22 Jul 2024


Technology allows a network of devices to communicate as one

An example of a line topology set up using a Beep master and a rival I/O device.

Turck has announced a technology that allows a network of up to 33 devices (one master and 32 slaves), or 480 bytes of data, to appear to a PLC as a single device on a single connection using a single IP address. By reducing the number of connections that the PLC sees, it will allow users to create high-density I/O networks with low-cost PLCs with fewer connections.

Turck has already integrated the technology, called Beep (Backplane Ethernet Extension Protocol), into many of its multiprotocol digital block I/O modules. It is available to users at no extra cost; it is up to them whether they want to use it or not.

Beep is set up using a line networking topology. It does not support DLR (device-level ring) or other ring configurations. Only the master device communicates with the slaves; the PLC does not see them.

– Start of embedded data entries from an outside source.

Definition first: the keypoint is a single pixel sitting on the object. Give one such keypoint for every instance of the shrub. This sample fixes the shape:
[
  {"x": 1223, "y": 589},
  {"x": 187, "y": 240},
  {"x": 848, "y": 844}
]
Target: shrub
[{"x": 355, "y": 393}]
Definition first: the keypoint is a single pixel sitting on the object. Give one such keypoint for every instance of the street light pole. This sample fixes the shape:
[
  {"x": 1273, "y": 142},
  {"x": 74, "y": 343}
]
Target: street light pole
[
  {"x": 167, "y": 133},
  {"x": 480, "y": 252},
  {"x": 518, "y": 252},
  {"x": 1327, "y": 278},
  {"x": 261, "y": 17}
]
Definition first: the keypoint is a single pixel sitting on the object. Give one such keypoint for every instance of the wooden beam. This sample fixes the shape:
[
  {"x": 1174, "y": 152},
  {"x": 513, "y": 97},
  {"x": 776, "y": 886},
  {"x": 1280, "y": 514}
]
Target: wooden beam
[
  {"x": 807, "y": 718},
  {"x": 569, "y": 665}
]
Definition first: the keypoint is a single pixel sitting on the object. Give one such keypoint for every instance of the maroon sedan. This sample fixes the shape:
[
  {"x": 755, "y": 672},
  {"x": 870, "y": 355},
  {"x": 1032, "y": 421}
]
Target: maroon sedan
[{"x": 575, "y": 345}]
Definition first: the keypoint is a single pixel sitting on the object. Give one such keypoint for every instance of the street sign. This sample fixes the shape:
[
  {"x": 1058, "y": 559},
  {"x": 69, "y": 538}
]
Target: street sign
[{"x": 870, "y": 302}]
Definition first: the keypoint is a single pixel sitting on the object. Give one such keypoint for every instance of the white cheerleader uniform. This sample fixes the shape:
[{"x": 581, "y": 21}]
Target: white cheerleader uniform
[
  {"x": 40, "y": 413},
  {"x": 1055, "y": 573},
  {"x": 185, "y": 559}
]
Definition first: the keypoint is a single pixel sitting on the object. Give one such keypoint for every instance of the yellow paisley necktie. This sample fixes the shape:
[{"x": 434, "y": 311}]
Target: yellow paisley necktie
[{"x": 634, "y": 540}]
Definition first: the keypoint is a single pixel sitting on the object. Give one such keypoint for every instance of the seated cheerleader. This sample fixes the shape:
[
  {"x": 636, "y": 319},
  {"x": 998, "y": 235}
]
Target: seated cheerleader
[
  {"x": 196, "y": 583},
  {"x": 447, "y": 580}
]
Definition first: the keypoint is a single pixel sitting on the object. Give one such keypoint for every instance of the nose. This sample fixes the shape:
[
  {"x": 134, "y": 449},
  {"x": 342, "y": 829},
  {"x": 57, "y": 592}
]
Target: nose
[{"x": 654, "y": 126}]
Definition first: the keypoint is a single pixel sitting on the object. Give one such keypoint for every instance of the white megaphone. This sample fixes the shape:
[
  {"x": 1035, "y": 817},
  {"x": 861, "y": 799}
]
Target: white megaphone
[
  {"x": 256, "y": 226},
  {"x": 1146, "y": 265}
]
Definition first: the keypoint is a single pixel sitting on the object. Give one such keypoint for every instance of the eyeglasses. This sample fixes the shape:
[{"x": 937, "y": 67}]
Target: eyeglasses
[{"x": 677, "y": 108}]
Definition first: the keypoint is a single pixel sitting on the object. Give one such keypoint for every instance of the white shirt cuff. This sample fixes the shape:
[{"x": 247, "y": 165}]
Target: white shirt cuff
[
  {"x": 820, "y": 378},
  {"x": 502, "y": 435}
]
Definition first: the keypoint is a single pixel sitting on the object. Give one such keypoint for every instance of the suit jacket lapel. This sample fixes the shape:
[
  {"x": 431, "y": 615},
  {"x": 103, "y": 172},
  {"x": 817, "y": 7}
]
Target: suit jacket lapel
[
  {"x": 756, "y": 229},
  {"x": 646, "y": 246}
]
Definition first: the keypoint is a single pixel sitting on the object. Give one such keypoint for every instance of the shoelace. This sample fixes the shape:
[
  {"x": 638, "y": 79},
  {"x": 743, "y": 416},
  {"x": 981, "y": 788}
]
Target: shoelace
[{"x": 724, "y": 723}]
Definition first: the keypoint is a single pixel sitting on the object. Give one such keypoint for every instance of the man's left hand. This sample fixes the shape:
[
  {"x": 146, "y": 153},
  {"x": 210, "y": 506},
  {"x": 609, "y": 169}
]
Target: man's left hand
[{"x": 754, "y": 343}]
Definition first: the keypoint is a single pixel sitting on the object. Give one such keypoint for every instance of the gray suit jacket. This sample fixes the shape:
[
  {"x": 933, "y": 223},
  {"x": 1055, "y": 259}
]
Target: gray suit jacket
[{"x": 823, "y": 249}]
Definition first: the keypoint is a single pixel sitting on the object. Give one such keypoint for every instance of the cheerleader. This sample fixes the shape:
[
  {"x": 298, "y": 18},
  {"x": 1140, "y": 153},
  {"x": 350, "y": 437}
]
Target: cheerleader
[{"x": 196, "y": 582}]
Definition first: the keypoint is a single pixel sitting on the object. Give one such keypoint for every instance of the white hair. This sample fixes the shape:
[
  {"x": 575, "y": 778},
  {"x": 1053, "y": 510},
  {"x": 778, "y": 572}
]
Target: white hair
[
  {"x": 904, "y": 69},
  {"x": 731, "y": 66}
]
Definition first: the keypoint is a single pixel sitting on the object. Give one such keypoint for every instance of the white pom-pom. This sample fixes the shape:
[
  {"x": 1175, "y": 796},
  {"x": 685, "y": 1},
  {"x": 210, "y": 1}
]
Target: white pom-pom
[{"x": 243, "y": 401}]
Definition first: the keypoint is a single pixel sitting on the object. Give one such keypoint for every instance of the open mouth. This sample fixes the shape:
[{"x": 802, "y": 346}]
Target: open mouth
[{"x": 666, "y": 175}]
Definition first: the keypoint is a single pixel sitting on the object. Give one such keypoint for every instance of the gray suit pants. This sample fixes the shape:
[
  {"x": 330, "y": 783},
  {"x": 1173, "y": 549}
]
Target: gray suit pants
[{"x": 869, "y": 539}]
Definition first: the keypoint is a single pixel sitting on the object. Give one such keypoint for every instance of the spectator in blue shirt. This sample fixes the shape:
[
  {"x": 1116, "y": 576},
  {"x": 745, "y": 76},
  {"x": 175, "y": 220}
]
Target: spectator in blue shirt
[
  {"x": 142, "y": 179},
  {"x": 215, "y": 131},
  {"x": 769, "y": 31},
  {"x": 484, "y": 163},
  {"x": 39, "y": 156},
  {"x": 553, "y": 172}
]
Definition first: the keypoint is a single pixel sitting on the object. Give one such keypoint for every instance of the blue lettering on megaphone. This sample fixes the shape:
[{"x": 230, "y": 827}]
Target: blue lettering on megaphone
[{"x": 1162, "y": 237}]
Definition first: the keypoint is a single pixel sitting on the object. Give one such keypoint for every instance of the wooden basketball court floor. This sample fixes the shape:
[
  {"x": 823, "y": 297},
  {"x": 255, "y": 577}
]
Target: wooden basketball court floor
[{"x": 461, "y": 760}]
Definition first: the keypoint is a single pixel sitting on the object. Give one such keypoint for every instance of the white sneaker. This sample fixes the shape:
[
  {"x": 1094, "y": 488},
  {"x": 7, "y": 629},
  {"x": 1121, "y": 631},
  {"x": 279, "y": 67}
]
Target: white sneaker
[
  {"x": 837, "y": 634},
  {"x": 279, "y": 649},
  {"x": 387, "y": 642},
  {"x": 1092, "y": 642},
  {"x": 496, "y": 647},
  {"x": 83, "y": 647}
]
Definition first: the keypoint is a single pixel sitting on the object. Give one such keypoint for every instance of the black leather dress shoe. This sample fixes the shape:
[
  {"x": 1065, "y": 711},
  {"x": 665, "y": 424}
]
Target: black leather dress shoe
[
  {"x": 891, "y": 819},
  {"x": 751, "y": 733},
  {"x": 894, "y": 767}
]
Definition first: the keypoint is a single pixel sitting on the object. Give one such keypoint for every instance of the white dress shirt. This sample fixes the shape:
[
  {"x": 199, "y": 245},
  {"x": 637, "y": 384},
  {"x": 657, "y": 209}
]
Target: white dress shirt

The first device in the line is made a Beep master via the device Web server. This master can then scan the entire network and create a data map that includes all of the downstream devices, with all of the device configuration options saved in the master.

The technology also supports drop-in device replacements, reducing downtime and costs. If a network is set up using Beep, a technician can simply replace a slave device with a new device to keep the system online. The master recognises the device automatically, assigns it an IP address, and downloads the parameters to it.

The technology is compatible with all standard Ethernet components and does not need any special equipment for its implementation.